Package integrity is key to product quality, and excellence in quality and efficiency standards is a major talking point within the pharma industry today. Sepha’s state-of-the-art, non-destructive leaking-testing machines provide a technical, cost-effective and objective blue-dye test alternative that does not compromise the product or the packaging.

“It is vital to ensure that a pharmaceutical product is fit for purpose at point of use. If compromised it can be become ineffective. The time-honoured and widely used, global method of leak-testing packaged product is the Methylene blue-dye test. It is a messy, destructive and subjective test that really does not befit the technical excellence associated with modern pharmaceutical manufacturing.
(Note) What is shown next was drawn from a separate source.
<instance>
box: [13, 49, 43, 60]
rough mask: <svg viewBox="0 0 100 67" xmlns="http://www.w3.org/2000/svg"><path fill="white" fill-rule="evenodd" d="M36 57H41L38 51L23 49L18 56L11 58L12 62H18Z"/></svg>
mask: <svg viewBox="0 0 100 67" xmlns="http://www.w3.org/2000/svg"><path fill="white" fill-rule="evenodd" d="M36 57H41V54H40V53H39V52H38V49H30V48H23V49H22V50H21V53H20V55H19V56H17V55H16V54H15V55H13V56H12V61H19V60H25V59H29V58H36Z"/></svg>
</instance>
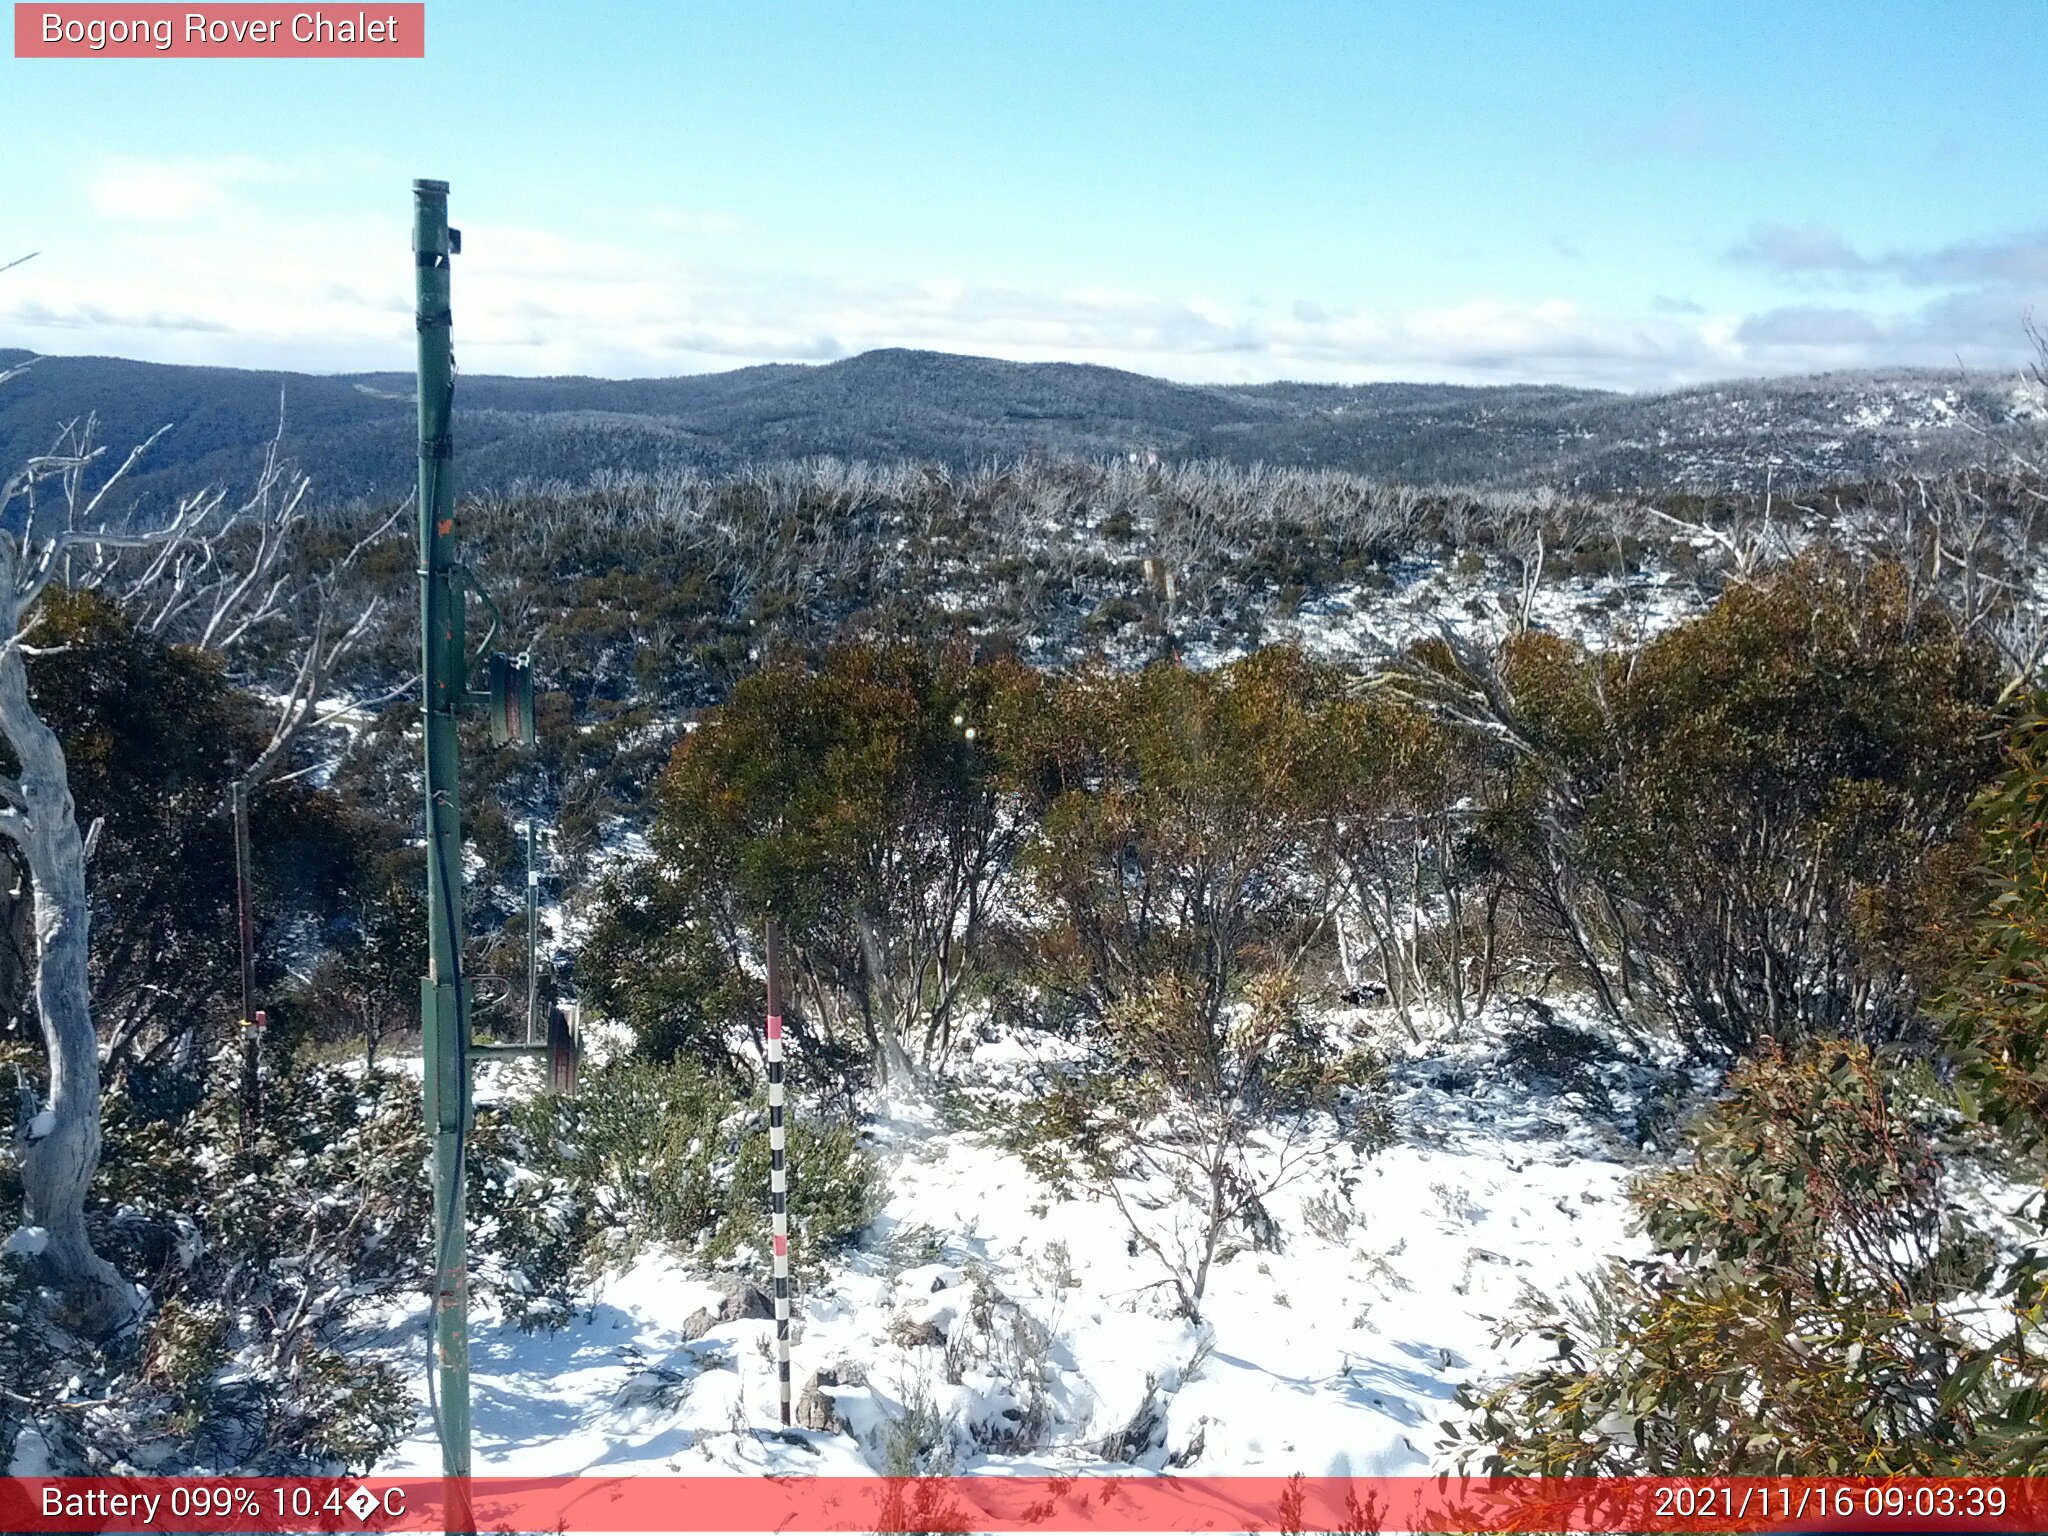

The subjective nature of this test and variance in set-up across packaging lines can lead to validation issues. This results in needless destruction of good packs and an intensive reliance on the operator,” explains Sepha product manager, Phil Stevenson.

Sepha has developed fully validatable alternatives to the Methylene blue-dye test. For sachets and pouches PakScan is a machine that tests multiple packs using load cells to measure the force generated by the packaging under vacuum. PakScan machines are designed to isolate this force, measuring peak force and rate of change to establish presence of both large and small holes down to 10µm.

For blister packs, which require multiple load cells for a single pack constraining machine capacity, flexibility and ease of calibration, Sepha has developed Blisterscan which utilises a single laser to move across the blister pockets measuring their deflection and enhancing these changes by altering the pressure levels during testing. This system allows multiple packs to be tested in a single test making the blue-dye test methodology obsolete.

Along with the cost benefits BlisterScan and PakScan provide, they also produce useful batch data that can be used by manufacturers to monitor their performance and improve their line efficiencies.

“The real cost of running the blue-dye test is seen only when the cost of disposing the waste (financial and environmental) and lost production is considered. For example, one packaging line producing 14 tablet blisters running two 8hr shifts would waste $4,480 per day based on the tablets costing $1 each and ten packs being tested every half an hour. This cost is before disposal of tested product is even considered,” continues Phil Stevenson.

When analysing quality and efficiencies on the production line, manufacturers must weigh up the cost-benefits of leak testing. For up and coming pharmaceutical companies seeking regulatory approval, Sepha’s non-destructive leak-testing machines provide a means of proving quality standards whilst at the same time reducing costs.